Drug Interactions with Invanz

Probenecid

  • Probenecid interferes with the active tubular secretion of ertapenem, resulting in increased plasma concentrations of ertapenem. Co-administration is not recommended.

Valproic Acid

  • Co-administration of carbapenems, including ertapenem, with valproic acid or divalproex sodium can reduce valproic acid concentrations.
  • Reduced valproic acid concentrations may be below the therapeutic range, increasing the risk of breakthrough seizures.
  • The mechanism of this interaction is unknown, but in vitro and animal studies suggest that carbapenems may inhibit the hydrolysis of valproic acid’s glucuronide metabolite, decreasing serum concentrations of valproic acid.
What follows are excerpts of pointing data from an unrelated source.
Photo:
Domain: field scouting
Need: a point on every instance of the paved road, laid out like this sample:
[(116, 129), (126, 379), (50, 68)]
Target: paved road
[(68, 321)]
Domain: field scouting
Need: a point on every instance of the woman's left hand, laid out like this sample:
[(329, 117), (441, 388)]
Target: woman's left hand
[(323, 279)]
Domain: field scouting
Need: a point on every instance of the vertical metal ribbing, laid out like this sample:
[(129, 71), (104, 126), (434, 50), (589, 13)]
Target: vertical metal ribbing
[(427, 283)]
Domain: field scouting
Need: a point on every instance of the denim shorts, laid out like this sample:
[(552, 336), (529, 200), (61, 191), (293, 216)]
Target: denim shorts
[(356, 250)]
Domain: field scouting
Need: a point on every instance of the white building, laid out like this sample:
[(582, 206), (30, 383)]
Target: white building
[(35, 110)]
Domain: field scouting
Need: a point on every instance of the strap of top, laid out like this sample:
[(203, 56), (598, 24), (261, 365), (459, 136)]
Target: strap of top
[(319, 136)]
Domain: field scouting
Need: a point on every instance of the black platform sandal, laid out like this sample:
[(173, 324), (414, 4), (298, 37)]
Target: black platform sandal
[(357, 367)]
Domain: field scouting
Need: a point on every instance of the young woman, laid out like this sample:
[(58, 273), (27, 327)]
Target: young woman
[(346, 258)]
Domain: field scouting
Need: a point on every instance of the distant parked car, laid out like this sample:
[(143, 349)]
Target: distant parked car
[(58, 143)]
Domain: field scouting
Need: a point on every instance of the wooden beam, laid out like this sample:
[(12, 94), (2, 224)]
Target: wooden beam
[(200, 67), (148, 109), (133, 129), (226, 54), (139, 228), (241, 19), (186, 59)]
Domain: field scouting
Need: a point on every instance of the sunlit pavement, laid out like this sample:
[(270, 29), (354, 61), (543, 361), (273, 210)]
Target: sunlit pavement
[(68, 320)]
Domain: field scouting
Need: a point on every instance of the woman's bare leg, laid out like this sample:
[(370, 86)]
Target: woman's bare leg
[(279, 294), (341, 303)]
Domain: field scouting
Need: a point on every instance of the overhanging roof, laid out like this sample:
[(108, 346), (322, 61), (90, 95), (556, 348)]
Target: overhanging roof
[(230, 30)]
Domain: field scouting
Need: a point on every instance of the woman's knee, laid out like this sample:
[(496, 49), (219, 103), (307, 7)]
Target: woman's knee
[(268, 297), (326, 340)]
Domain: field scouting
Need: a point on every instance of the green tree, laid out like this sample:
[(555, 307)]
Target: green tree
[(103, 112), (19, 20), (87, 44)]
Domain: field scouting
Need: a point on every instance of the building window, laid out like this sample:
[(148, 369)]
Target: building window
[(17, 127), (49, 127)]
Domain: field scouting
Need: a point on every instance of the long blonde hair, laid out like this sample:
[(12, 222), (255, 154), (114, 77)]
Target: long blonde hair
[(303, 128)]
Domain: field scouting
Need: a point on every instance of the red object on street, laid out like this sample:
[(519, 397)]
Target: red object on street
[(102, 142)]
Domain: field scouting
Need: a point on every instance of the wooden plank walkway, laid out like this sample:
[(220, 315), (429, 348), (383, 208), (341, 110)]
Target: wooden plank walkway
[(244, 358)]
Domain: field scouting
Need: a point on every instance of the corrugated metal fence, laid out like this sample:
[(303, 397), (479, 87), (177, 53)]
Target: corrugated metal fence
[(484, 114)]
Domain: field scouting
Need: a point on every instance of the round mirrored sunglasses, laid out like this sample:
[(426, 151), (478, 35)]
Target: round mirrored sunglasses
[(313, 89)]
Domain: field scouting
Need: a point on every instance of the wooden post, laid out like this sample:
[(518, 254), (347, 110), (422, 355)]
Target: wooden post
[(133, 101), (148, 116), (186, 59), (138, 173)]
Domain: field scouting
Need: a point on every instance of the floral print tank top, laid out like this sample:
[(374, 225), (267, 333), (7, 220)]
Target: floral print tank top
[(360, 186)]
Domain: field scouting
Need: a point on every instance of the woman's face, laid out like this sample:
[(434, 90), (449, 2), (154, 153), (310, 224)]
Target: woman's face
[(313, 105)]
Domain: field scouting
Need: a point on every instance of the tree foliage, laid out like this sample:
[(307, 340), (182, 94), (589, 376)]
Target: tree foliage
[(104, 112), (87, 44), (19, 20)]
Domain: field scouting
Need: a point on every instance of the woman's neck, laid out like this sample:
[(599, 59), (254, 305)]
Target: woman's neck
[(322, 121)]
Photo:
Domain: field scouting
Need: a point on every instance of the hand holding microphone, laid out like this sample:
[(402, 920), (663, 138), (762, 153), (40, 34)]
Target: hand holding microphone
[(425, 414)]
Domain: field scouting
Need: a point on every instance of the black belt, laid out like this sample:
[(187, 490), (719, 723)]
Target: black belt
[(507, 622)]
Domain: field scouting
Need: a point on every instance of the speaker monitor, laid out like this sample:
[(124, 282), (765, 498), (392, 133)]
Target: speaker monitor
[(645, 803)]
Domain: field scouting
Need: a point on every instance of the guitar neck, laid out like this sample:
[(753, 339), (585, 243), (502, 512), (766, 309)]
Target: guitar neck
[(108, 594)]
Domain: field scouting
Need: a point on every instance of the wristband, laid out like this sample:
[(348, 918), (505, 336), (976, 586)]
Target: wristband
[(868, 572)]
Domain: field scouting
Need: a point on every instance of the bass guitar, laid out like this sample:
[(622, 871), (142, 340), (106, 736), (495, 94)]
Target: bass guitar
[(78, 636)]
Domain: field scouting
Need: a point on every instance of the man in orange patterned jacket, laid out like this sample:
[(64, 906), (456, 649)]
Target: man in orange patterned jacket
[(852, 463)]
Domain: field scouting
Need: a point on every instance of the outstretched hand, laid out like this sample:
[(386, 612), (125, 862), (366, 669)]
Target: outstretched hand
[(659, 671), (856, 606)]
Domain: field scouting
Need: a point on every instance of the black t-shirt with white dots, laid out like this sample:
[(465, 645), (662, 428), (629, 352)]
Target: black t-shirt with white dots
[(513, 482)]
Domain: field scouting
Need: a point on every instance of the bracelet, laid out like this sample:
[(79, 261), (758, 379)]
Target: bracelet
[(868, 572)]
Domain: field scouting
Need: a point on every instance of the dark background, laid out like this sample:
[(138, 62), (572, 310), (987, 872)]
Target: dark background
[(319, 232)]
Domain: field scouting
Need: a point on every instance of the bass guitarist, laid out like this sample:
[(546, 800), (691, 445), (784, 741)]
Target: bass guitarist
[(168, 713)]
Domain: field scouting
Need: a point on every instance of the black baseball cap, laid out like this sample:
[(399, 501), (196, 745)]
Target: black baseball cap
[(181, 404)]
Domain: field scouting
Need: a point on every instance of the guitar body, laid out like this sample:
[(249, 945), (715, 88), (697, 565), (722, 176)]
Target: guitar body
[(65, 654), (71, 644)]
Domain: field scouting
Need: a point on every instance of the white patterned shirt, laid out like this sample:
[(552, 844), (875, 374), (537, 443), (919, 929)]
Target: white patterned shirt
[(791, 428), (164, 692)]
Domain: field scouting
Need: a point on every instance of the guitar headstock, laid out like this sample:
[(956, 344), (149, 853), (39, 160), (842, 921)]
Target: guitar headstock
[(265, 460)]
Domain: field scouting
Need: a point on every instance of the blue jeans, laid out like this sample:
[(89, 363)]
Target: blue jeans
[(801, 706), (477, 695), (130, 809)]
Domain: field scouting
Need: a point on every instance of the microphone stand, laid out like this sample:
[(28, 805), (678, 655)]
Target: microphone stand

Safety of Invanz during Pregnancy and Breastfeeding

  • Available data on the use of Invanz in pregnancy are insufficient to determine any drug-associated risks for major birth defects, miscarriage, or adverse maternal or fetal outcomes.
  • Ertapenem is present in human milk, but there are no data on its effects on the breastfed infant or milk production.
  • The benefits of breastfeeding should be considered along with the mother’s clinical need for Invanz and any potential adverse effects on the infant from Invanz or the underlying maternal condition.

Summary

Invanz is a prescription medicine used to treat bacterial infections in the skin, lungs, stomach, pelvis, and urinary tract. It can be used alone or with other medications. Serious side effects include severe stomach pain, watery or bloody diarrhea, tremors, twitching, rigid muscles, seizures, and unusual changes in mood or behavior.